Tunisian avant-garde metal project Primordial Black have been moving fast since their debut EP Monas Hieroglyphica – debut full-length Dark Matter Manifesto earned Album of the Year from Mexican outlet Metalpedia and close to 60 international press features, with guests including Rotting Christ’s Sakis Tolis. Heterotopia is their next step, and it arrives with serious company: Steve DiGiorgio (Death, Testament, Sadus), Karim Bouazra of Tunisian prog outfit Lost Insen, and Italian guitarist Gianluca Morelli of Antiqus Infestus all appear across the record. Led by Yasser Mahammedi Bouzina alongside guitarist Walid Chaaben and drummer Selim Bouladi, the band describes Heterotopia as a push further into avant-garde territory while preserving the dark and immersive essence that established them in the first place. The themes are decay, transcendence, and psychological fragmentation.
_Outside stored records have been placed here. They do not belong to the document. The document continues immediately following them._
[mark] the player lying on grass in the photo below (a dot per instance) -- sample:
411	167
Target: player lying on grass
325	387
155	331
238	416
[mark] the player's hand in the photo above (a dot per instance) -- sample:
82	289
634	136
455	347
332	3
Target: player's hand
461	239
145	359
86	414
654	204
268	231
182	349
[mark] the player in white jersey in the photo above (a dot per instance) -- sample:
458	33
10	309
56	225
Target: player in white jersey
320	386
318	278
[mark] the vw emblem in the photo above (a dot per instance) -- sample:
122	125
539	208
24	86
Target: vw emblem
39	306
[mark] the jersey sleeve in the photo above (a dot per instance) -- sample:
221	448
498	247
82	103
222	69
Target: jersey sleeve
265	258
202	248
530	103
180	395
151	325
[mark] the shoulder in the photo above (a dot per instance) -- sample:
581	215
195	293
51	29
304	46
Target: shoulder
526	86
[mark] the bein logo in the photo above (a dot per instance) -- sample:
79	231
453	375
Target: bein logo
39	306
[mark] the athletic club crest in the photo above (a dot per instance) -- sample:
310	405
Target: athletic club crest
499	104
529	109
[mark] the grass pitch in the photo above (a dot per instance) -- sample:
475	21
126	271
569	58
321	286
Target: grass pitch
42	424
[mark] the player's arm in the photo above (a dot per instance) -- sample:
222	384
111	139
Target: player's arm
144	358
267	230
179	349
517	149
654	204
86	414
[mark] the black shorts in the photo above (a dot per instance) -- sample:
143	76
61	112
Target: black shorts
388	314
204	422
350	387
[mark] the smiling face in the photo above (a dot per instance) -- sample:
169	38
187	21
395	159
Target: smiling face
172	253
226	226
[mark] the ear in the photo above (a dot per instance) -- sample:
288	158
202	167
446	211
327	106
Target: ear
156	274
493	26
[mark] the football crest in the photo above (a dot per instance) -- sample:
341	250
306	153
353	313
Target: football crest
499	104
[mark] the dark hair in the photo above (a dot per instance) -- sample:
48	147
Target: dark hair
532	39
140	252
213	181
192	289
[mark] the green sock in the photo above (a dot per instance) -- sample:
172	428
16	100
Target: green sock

The music earns them.
“Heterotopia” is cinematic and quite surprising at times – there’s a lot of music here, and the way one song weaves to the next flows really well. It’s an album that’s meant to be listened to in one sitting from start to finish, and in that way, they’re upholding the art form of the album, unlike the trend these days to curate music specifically for short form content and loops. You get to explore a shifting sonic palette, and that alone tells a story aside from the main lyrical method of narrative delivery. The music tells the side story and provides context and movement to the story here, and the way the band shifts dynamics from powerful, aggressive sounds to haunting and borderline disturbing ambient sounds serves the storytelling marvelously.
The title track is symphonic in its arrangement, starting almost like a horror movie cue with a simple yet harrowing piano line and then unleashing the might of this metal orchestra. The deliberate dissonances in the riffs and how they descend chromatically create a terrifying spiral of sound. The intermission that breaks off the song into two halves features ominous drones and breathing sounds that add to the disturbing atmosphere invoked by the lyrics, and then when the band comes back in full force, it just makes that much more impactful.
“Immaculate” has an intro riff that sounds like someone blowing into Gjallarhorn itself, ushering in the indescribable evil that emanates from the lyrics like ancient words that aren’t supposed to be spoken out loud. Their voices screaming “Immaculate reflection!” sounds like a thousand frenzied demons shrieking, and the legendary bassist Steve Di Giorgio tearing it up in the breakdowns make this one of the heaviest tracks on the album. The performances here are immaculate indeed.
“Begotten” is an example of those surprising tracks I mentioned. It starts off with drones and what sounds to my ears like Mongolian throat singing, and it builds to a relentless blast beat as the main vocalist trades vocals with Camilia Bayazi’s soaring vocals. The relentlessness crashes down to an ambient section with a saxophone in a borderline jazz noir-inspired section that conveys desolation and hopelessness. The ambient section is very similar in function to the intermission in the title track. The band knows their strengths, and they are playing to them.
Heterotopia is the kind of record that rewards the listener who gives it the full, uninterrupted sit-down it asks for. Primordial Black is operating in a space where extreme metal, cinematic atmosphere, and genuine compositional ambition don’t cancel each other out – they compound. For a band this young in their discography to already have this kind of control over texture, pacing, and darkness, the only real question is where they go from here.